In November 2003, elections were held for Northern Ireland’s devolved assembly at Stormont. The Northern Ireland Assembly had been suspended by Northern Ireland Minister Paul Murphy following allegations that Sinn Fein had bugged offices at Stormont.

The November elections used proportional representation (pr). The result gives some idea as to why people fear the introduction of pr for Britain’s national elections.

Northern Ireland has a unique history in British politics. It has used pr for decades – a consequence of the problems in the province over the years since the “Troubles”. Proportional representation was introduced in order to get a fairer representation of Catholics onto local councils etc.

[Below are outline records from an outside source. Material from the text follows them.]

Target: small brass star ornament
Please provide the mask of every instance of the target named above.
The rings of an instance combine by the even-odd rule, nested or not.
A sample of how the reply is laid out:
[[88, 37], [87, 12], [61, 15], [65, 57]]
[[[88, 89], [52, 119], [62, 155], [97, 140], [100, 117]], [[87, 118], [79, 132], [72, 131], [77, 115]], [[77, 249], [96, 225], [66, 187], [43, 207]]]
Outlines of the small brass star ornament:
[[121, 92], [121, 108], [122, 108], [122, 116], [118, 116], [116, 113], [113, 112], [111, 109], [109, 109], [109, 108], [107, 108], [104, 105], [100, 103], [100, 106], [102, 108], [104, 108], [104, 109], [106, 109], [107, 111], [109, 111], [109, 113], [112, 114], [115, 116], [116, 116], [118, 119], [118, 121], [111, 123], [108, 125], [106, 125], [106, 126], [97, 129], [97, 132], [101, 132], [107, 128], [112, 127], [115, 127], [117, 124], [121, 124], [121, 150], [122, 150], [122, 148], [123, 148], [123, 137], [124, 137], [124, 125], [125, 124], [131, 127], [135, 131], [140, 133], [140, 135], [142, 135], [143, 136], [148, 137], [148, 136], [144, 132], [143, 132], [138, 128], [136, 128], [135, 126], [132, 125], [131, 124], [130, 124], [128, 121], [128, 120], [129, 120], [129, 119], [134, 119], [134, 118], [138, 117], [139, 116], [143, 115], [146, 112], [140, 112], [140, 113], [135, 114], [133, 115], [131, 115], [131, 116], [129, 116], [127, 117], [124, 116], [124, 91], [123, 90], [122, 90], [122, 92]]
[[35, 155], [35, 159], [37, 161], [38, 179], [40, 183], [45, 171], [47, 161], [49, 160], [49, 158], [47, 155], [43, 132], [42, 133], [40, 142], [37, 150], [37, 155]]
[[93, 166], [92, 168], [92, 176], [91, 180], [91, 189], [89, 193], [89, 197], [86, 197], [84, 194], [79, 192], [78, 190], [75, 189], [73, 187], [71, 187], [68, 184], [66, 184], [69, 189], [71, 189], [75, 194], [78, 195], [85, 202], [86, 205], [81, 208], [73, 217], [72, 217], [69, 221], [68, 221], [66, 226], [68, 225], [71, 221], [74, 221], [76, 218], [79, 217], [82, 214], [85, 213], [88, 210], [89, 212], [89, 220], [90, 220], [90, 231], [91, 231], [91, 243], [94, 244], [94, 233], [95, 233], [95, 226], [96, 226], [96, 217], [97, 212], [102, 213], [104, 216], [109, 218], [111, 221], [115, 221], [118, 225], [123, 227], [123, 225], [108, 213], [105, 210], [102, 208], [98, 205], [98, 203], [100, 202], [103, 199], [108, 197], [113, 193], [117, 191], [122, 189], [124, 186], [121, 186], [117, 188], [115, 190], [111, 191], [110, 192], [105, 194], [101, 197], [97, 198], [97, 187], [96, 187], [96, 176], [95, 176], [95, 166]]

Therefore, the use of pr, though a novelty in Wales and Scotland when it was first used for the devolutionary elections, has been used on many occasions in Northern Ireland and is seen to be part of the political furniture.

Historically, Northern Ireland has seen two major moderate parties and two major ‘extreme’ parties.

Protestants: the Protestants have tended to be represented by the moderate UUP (Ulster Unionist Party) currently led by David Trimble. This party has engaged in dialogue with Sinn Fein and is seen as a moderating influence on the Protestant community in the province. Trimble’s position as head of the UUP was confirmed in March 2004.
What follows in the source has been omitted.